Donald Trump wants to release his tax returns.
He has nothing to hide, and he really would if only he could.
We know this because for the past three years he has promised he would, it's just that he is being handcuffed by those pesky bureaucrats at the Internal Revenue Service who refuse to wrap up their never-ending audit - one that has topped at least three years in duration.
While no evidence has emerged that Trump's returns are indeed being audited, the president has never given us reason to doubt he is a man who can't be taken at his word.
Fortunately, even with the audit ongoing, the IRS actually has no rules preventing a person under audit from releasing returns - information Fox News apparently failed to pass along to the president.
Regardless, Trump may soon be required to hand over the documents, audit or not.
The Democrats in the House are attempting to use an obscure law to force Trump to reveal his returns, however, the president and his administration are dragging their heels and ignoring deadlines.
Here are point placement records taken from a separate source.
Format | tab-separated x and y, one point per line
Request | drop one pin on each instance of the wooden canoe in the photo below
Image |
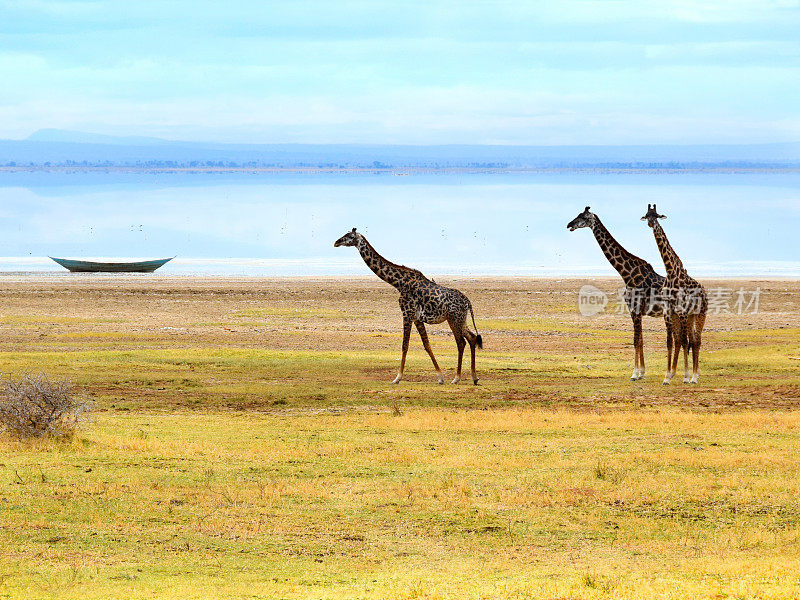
88	266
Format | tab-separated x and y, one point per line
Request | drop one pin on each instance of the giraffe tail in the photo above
479	338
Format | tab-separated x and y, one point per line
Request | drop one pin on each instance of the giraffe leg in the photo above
406	336
673	346
697	334
670	339
637	339
688	323
458	333
424	335
473	343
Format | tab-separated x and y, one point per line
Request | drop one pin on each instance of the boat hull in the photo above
88	266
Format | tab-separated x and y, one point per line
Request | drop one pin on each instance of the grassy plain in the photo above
248	445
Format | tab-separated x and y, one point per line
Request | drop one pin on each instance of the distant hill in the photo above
68	148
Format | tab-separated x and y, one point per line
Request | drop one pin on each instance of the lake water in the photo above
743	224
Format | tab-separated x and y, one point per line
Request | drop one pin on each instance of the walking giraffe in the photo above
421	301
685	302
642	284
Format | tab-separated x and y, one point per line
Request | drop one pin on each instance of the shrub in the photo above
34	406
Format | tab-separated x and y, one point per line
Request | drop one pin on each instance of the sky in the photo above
427	72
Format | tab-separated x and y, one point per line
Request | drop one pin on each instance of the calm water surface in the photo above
460	224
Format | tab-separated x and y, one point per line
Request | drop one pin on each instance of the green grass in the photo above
250	445
431	504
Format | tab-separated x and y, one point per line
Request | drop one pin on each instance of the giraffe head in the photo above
652	215
585	219
350	238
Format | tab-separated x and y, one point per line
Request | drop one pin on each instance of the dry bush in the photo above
33	406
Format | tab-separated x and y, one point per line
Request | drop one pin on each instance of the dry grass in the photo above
249	445
430	504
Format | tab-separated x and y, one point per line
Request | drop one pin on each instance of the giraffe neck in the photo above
391	273
620	259
671	260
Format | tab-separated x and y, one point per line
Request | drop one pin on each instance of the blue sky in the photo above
567	72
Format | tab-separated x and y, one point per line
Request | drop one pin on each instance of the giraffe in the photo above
642	284
686	302
421	301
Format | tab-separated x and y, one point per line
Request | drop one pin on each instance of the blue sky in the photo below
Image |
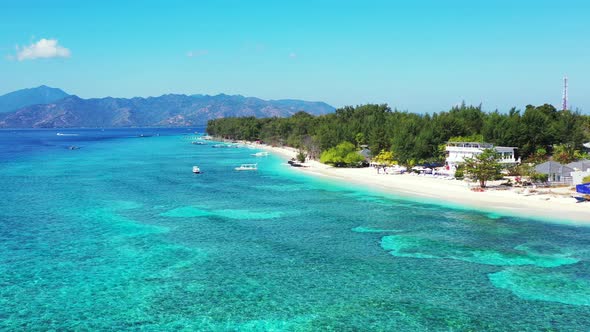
419	56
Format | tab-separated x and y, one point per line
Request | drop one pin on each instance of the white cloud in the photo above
44	48
196	53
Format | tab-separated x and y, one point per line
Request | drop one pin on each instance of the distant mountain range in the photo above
170	110
27	97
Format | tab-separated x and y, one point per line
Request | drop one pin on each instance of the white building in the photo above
458	151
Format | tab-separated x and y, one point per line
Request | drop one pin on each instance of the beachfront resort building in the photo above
457	152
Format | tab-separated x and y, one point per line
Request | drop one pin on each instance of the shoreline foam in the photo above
551	204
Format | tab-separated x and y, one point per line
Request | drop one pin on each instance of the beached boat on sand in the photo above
260	154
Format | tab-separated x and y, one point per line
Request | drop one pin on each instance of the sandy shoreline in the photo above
548	204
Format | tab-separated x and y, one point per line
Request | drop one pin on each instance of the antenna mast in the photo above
565	93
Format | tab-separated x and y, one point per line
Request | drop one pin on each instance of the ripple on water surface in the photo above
544	285
192	211
418	247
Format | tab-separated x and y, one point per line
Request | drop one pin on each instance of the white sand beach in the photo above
549	204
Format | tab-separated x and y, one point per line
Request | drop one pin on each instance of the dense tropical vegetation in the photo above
417	138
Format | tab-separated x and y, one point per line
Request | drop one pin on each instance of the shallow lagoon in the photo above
121	235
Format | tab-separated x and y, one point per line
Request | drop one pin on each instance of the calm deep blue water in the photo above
120	235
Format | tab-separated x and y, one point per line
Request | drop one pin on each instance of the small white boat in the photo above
247	167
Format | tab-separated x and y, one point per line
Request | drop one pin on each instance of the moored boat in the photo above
247	167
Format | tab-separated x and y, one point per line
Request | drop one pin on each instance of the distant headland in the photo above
45	107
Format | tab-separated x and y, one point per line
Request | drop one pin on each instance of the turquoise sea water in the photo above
120	235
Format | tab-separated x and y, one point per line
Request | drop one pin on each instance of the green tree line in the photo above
411	137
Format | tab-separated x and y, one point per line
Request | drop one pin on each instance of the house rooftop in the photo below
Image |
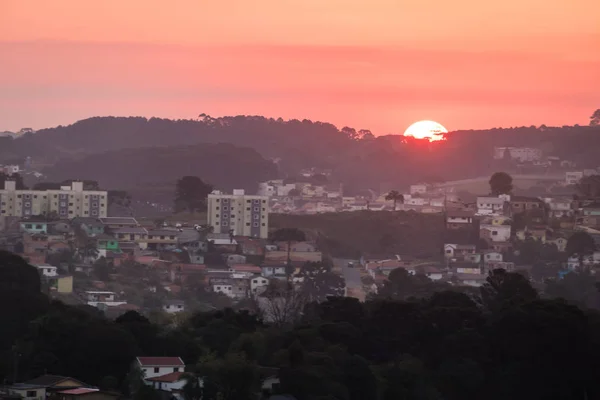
118	221
163	232
51	380
79	391
160	361
131	231
169	378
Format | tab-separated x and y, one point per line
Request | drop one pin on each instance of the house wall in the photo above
69	202
30	394
308	256
498	233
154	371
64	284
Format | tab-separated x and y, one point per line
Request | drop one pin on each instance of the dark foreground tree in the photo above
396	197
501	183
191	193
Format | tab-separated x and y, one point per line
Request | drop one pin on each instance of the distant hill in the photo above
353	234
150	172
356	158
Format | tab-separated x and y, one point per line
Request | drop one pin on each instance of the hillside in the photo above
367	232
356	159
150	173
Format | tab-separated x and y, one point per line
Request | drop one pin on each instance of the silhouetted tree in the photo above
580	244
395	196
191	193
288	235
Trump could save everyone the hassle and just release his returns, especially since he is squeaky clean.
Not doing so is neglecting 40 years of precedent. The last president to refuse to turn over his tax returns was Republican Gerald Ford - even those criminals Barack Obama and Bill Clinton offered returns to the public.
Many view this as a political attack by the Democrats levied against Trump, and they are partially correct. However, tax documents can provide valuable information to the public, revealing overall wealth, whether a person is paying his fair share of taxes, personal and business activities, and potential conflicts of interest.
It is clear Trump has no plans to release his returns - his acting chief of staff, Mick Mulvaney, cemented that when he told "Fox News Sunday" that the president would "never" acquiesce.
The matter will eventually make its way into the courts, and it will be a long, drawn out affair that may not be resolved until after the 2020 election, at which point it would likely have little consequence for Trump, who will be vacationing in Mar-a-Lago either way - as president or businessman.
As the issue winds its way through the courts, state legislatures can do their part by requiring all candidates listed on their presidential ballots to release at least five years of tax returns.
Then Trump and other candidates will have no choice once November 2020 rolls around.